In many cases, a particular philanthropist might feel unqualified to do anything of the sort. As a stylized example, someone might think, “I made all my money launching a B2B service company, and I have no idea what to do as to science, the arts, etc., other than give to the typical suspects.” Good point, well taken. Such a person could at least try to hire someone with the diverse interests and expertise of a Tyler Cowen (or even 10 percent of his skills), and then empower that person to hire a team to make philanthropic donations that are more creative and insightful.
6/ What would society gain from a wider diversity of structures among research institutions?

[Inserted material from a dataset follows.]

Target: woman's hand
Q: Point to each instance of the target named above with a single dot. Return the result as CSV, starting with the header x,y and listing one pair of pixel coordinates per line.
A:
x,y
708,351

As I have written, it is somewhat amazing that after hundreds of years in the growth of universities, and after all the 19th century activism that created many new universities (e.g., Johns Hopkins, Duke, Rice, Vanderbilt, University of Chicago, Carnegie Mellon, and CalTech), we have a set of top universities that all look basically identical. They all have the same structure (board of trustees, president, chancellor, provost, etc.), the same set of departments and fields, the same set of degrees (four-year undergraduate, masters’ degrees, PhD programs), the same opportunities for post-docs, the same participation in the same federal funding programs, and so forth.
When all institutions look the same, their output tends to be the same as well. Tens of thousands of scientists (usually government-funded) labor within the same constraints, incentives, and pressures to conform.
If we want to see a higher rate of scientific breakthroughs, we should pursue institutional diversity for that reason alone. Breakthroughs are by definition a break with the status quo in some respect — and if the status quo is too uniform and powerful everywhere, it would be hard for any individual scientist to contradict the entire ecosystem that provides his or her entire livelihood and professional reputation.
Institutional diversity may be one of the key ways to produce ideological diversity in science — that is, scientists who are empowered to take a different view precisely because they have a different position and source of salary, rather than being forever hobbled by those constraints.